From BiblePortal Wikipedia

King James Dictionary [1]

M`Ar, L marceo.

1. To injure by cutting off a part, or by wounding and making defective as, to mar a tree by incision.

I pray you, mar no more trees by writing songs in their barks.

Neither shalt thou mar the corners of thy beard.  Leviticus 19

2. To injure to hurt to impair the strength or purity of.

When brewers mar their malt with water.

3. To injure to diminish to interrupt.

But mirth is marred, and the good cheer is lost.

4. To injure to deform to disfigure.

Ire, envy and despair

Marr'd all his borrow'd visage.

His visage was so marred more than any man.  Isaiah 52

Moral evil alone mars the intellectual works of God.

This word is not obsolete in America.

Webster's Dictionary [2]

(1): ( n.) A mark or blemish made by bruising, scratching, or the like; a disfigurement.

(2): ( n.) A small lake. See Mere.

(3): ( v.) To make defective; to do injury to, esp. by cutting off or defacing a part; to impair; to disfigure; to deface.

(4): ( v.) To spoil; to ruin.

International Standard Bible Encyclopedia [3]

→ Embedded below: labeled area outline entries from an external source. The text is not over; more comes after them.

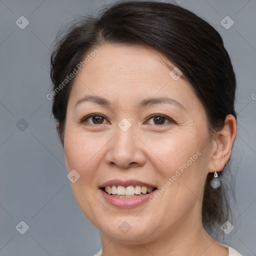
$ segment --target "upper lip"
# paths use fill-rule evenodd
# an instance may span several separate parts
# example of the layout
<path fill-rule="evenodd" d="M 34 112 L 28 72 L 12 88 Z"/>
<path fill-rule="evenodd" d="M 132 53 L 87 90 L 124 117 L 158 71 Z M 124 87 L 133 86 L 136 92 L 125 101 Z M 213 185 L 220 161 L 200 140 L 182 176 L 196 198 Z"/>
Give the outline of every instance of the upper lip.
<path fill-rule="evenodd" d="M 156 186 L 154 185 L 152 185 L 152 184 L 150 184 L 148 183 L 146 183 L 144 182 L 141 182 L 140 180 L 108 180 L 108 182 L 105 182 L 102 184 L 100 186 L 100 188 L 104 188 L 108 186 L 144 186 L 147 188 L 156 188 Z"/>

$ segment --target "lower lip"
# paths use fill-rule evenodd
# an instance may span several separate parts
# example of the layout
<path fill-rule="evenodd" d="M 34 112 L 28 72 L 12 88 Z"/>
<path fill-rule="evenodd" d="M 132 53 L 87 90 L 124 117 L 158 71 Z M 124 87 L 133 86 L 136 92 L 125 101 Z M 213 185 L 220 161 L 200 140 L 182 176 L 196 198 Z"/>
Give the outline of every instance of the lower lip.
<path fill-rule="evenodd" d="M 132 208 L 140 206 L 148 200 L 152 196 L 157 190 L 156 190 L 144 196 L 140 196 L 132 198 L 118 198 L 112 196 L 104 192 L 102 189 L 100 189 L 104 198 L 110 204 L 120 208 Z"/>

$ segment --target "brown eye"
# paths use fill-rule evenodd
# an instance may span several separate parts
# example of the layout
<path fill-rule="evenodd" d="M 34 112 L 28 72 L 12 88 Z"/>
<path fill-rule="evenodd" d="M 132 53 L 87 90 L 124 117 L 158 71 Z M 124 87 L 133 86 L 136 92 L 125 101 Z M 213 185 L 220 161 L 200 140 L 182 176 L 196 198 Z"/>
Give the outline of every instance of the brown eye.
<path fill-rule="evenodd" d="M 90 120 L 91 120 L 91 121 L 89 122 Z M 80 122 L 88 122 L 92 124 L 106 124 L 106 122 L 104 122 L 104 120 L 106 120 L 105 118 L 101 114 L 93 114 L 83 118 L 80 120 Z"/>
<path fill-rule="evenodd" d="M 154 120 L 156 124 L 164 124 L 166 118 L 162 116 L 155 117 L 154 118 Z"/>
<path fill-rule="evenodd" d="M 151 122 L 151 124 L 155 124 L 158 126 L 165 124 L 168 124 L 168 122 L 170 124 L 175 122 L 171 118 L 160 114 L 152 114 L 149 117 L 148 120 L 152 120 L 152 122 Z"/>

mar  : "To mar" means "to destroy," "to disfigure," "to damage."   Job 30:13 , "They mar my path" (the Revised Version margin "they break up");  Nahum 2:2 , "and destroyed their vine" (the King James Version "and marred their vine"); compare  Leviticus 19:27;  2 Kings 3:19;  Isaiah 52:14;  Jeremiah 13:9 .

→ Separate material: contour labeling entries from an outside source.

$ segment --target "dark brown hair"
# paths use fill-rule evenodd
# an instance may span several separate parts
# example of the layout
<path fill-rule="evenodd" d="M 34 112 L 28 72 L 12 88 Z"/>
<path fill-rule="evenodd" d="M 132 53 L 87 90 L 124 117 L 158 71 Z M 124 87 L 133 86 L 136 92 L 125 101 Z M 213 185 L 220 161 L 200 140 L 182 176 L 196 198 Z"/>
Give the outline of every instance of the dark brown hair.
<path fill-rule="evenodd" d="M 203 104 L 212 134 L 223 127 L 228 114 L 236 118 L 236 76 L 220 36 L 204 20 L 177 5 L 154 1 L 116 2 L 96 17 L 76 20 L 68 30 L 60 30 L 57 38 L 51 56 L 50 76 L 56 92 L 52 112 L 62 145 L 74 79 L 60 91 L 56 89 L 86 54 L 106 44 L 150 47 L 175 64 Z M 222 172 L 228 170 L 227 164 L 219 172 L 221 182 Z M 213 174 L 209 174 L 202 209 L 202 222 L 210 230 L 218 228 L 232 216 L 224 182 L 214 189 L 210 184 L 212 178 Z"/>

The Nuttall Encyclopedia [4]

A district in S. Aberdeenshire, between the Don and the Dee, has given a title to many earls; one was regent of Scotland in 1572, another, nicknamed "Bobbing Joan," led the Jacobite rising of 1715; on the death without issue of the earl in 1866 the question of succession was at issue; the Committee of Privileges granted it to his cousin, the Earl of Kellie, thereafter Mar and Kellie, and a Bill in Parliament awarding it to his nephew, who is thus Earl of Mar.